Only Vera—who had confessed to a crime committed by her sister—and the man called Philip Lombard remain alive. It turns out that Lombard is actually Charles Morley, who came in place of his friend Lombard, who had committed suicide when threatened by Mr. Owen. Neither believes the other to be guilty. Then Lombard/ Morley orders Vera to shoot him, and he collapses as if hurt. When Vera returns to the house, Judge Quincannon is waiting for her to admit that he was the real killer, seeking justice that had been denied earlier and explaining how he faked his death. Quincannon has prepared a hangman’s noose for Vera, telling her that she will be found guilty and publicly hanged anyway, so she might as well just hang herself privately. He swallows poison and dies, just as Morley enters the room. The fishing boat arrives and the two survivors happily board together.
***
While the novel is memorably suspenseful, the motion picture is much lighter, with many moments of comedy—notably from Rogers the butler—interspersed to lessen the tension. The greatest suspense lies in waiting to see who will be murdered next and in what fashion.
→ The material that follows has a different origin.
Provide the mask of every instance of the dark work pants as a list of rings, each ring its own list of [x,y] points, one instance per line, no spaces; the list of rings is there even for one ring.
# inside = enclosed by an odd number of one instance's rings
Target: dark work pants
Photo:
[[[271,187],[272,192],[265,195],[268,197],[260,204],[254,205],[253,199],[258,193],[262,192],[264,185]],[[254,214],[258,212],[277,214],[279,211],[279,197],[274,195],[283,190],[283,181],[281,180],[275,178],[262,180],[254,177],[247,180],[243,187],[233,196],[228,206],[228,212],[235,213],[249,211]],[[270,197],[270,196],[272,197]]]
An original plan for casting was to have as many members as possible from the Broadway stage production recreate their roles for the film. ZaSu Pitts had been signed, but the delay in making the film removed her from the cast. John Ireland, too, had been case at one time.
There were three other film versions of Christie’s novel and play. Curiously, all four pictures have different settings. After the remote island in the first—and best—version, future locales were: a lodge in the Swiss Alps with guest arriving by cable car, a hotel in the middle of the desert of Iran with a helicopter delivering the guests and, finally (one hopes, since the quality of each succeeding film has deteriorated chillingly) an African safari camp. All three remakes were titled Ten Little Indians. The 1966 version starred Hugh O’Brian and Shirley Eaton, the 1975 remake (described by The New York Times as a “Global Disaster in Iran”) had an international cast that starred Oliver Reed and Elke Sommer, and the 1989 regurgitation starred (if that is the correct word) Donald Pleasence, Frank Stallone and Sarah Maur Thorp.
__________________________________
BEST LINE
__________________________________
Three people have been killed within twenty-four hours, and Rogers, preparing the evening’s dinner, snidely inquires, “How many will you be for dinner tonight?”